Nelson council criticised over special housing areas

10:22 am on 11 June 2017

A Nelson resident says the city council is using a back-door way to build more houses that are unlikely to be affordable anyway.

The frame of a new house under construction, with a blue sky behind it (file)

Eleven special housing areas have been approved by the government which will add more than 400 new homes to the city. Photo: 123RF

The council has just approved a further nine Special Housing Areas (SHA) for recommendation to the government, including the controversial site on rural land north of the city which is large enough for up to 80 new homes.

Councillor Luke Acland said recently the special housing rules were designed to get around the need to consult the public, in order to speed up building processes.

Gwenny Davis, who lives near the north Nelson site, told a council meeting on Thursday that it was on a sloping hill overlooking the sea and unlikely to yield houses that were affordable.

"The Wakapuaka SHA is an opportunistic proposal to circumvent years of well-laid council planning, and there's absolutely no compelling reason why that should be set aside at this stage," Ms Davis said.
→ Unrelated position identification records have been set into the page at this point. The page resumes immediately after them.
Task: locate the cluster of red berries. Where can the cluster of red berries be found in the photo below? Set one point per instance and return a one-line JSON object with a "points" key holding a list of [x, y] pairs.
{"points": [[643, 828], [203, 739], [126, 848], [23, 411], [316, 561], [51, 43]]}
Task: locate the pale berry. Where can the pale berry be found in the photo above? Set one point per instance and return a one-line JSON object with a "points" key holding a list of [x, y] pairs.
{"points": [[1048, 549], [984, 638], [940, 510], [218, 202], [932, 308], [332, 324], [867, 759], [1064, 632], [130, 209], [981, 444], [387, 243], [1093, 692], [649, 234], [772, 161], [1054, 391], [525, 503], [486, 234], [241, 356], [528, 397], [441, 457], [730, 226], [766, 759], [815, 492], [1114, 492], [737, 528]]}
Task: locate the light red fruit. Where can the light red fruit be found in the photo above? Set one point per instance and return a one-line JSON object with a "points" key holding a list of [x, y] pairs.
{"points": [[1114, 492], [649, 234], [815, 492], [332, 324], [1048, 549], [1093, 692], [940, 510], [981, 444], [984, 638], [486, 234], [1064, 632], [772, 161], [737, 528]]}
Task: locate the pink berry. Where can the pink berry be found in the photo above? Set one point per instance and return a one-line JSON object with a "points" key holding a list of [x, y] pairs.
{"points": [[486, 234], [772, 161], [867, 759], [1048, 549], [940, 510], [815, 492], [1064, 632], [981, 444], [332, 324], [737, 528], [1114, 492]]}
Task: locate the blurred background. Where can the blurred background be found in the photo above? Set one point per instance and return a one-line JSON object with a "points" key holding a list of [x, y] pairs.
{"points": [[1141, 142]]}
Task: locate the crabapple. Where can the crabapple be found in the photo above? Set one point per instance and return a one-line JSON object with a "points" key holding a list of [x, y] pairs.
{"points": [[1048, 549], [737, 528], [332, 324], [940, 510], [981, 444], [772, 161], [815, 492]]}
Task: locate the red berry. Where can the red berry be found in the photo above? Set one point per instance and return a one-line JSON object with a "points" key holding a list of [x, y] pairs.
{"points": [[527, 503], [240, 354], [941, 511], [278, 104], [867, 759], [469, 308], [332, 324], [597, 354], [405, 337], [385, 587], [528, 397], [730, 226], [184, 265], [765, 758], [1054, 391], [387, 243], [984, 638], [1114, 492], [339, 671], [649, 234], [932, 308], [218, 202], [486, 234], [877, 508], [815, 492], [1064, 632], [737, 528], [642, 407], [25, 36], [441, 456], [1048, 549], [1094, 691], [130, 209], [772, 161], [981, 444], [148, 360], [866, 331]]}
She was disappointed the council had approved the site, and felt its efforts to seek public feedback were merely window-dressing.

There is no legal requirement to consult the public on Special Housing Area approvals.

However, the council decided at a meeting in April to seek residents' views after some councillors expressed concern that the use of special housing areas to fast-track new subdivisions was side-stepping the public feedback process.

Mayor Rachel Reese cast the deciding vote to seek feedback. She wanted the council to continue its commitment to special housing areas, but when there was an indication of reservations, it made sense to seek public feedback, she said.

The land in north Nelson is part of a farm that was sold more than a decade ago, but it remains within a rural zone. Allowing the land to be used for housing would normally require a lengthy and cumbersome plan change.

Mr Acland argued the scope of the proposed development was large enough to trigger the council's right to ask.

A public meeting attracted 80 people, but lawyer Camilla Owen, who represents the landowner and applicant, said in the public forum of Thursday's council meeting that she questioned the balance of the community meeting.

She said it was clearly "anti special housing areas" and that the applicant was unhappy with the way feedback was obtained.

She said the applicant had become the "meat in the council sandwich" over its decision to seek feedback.

Ms Davis believed the council should be looking at more creative solutions over housing.

"I believe it would be better to make a genuine effort to build and provide truly affordable housing closer to the city, which is what we are crying out for."

The council said 13 special housing areas were originally gazetted, but two have since been disestablished because there was no application for consent within the 12 month timeframe.

That leaves 11 areas approved by the government which will add more than 400 new homes to the city.

A further four SHAs were approved for recommendation to the Minister of Building and Construction in March this year, and a further nine this month.